Mnangagwa: Zim may scrap death penalty

VICE PRESIDENT Emmerson Mnangagwa says government will consider scrapping the death penalty.

Survivor ... VP Emmerson Mnangagwa

Survivor … VP Emmerson Mnangagwa

At the moment, the death penalty is only handed down to men convicted of murder.

For years now, Mnangagwa has been at the forefront of the campaign against capital punishment after he faced the hangman’s noose during the liberation struggle under the Rhodesian regime.

Reports said Mnangagwa told delegates at the 9th International Meeting of the Ministers of Justice in Italy on Tuesday that Zimbabwe was moving towards the “total elimination” of the death penalty.

This comes after two key amendments were recently made to the country’s laws. According to recent changes, women and under 21s are exempted from the death sentences.

In the recent past, condemned prisoners who have been waiting for decades to be hanged have trooped to the courts appealing against their sentences on the grounds that they were a violation of their rights.

According to reports, Mnangagwa appeared to agree as he told the delegates that capital punishment was indeed a flagrant violation of human rights.

He said, “Having survived the death penalty myself, I know the tribulations faced by those on death row. The moment a sentence is pronounced that you are going to die by hanging, the whole world collapses on you. The death penalty is, in fact, a flagrant violation of the right to life.”

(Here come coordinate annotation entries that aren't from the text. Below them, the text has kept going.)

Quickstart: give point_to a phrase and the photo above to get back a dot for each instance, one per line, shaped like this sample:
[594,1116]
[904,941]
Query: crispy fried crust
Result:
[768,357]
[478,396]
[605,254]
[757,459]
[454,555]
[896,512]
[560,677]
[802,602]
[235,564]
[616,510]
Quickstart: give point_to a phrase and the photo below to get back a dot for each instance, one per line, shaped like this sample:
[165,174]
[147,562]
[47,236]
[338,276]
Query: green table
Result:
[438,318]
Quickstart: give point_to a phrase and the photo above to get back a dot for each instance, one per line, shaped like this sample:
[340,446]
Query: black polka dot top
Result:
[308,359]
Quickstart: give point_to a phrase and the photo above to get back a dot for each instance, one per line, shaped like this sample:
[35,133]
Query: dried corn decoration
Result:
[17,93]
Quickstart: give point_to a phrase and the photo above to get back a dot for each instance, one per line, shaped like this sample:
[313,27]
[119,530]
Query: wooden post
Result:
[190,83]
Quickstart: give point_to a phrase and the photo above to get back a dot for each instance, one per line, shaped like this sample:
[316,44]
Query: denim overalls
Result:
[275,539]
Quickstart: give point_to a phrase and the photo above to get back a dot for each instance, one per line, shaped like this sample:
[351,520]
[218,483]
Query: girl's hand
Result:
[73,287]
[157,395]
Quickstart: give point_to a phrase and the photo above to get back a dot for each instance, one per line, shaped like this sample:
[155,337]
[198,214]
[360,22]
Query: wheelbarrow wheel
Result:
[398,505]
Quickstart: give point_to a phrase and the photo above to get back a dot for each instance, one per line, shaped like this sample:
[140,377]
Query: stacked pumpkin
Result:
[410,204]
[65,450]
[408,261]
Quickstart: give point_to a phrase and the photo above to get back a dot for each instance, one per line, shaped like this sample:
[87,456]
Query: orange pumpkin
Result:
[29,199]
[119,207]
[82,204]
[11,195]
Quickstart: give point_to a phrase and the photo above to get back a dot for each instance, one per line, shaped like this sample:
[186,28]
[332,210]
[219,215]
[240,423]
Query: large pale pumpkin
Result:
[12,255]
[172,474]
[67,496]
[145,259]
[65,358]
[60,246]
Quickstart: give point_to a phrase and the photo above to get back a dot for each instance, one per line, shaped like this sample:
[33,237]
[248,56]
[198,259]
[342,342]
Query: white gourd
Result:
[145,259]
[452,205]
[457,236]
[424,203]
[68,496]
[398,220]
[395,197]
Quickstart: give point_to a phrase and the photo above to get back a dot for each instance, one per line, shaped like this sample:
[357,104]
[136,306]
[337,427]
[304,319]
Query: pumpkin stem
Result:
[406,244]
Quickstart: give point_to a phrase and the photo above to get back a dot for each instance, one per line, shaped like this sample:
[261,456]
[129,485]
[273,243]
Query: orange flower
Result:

Mnangagwa is also Zimbabwe’s minister of justice. Zimbabwe has not hanged anybody for more than a decade now and it is unlikely that that would happen while Mnangagwa was in charge because of his stance.

However, despite his objections to the death penalty, Mnangagwa is himself a feared man as he has been implicated in the massacre of 20 000 people in Matebeleland and Midlands provinces during the Gukurahundi killings in the 1980s.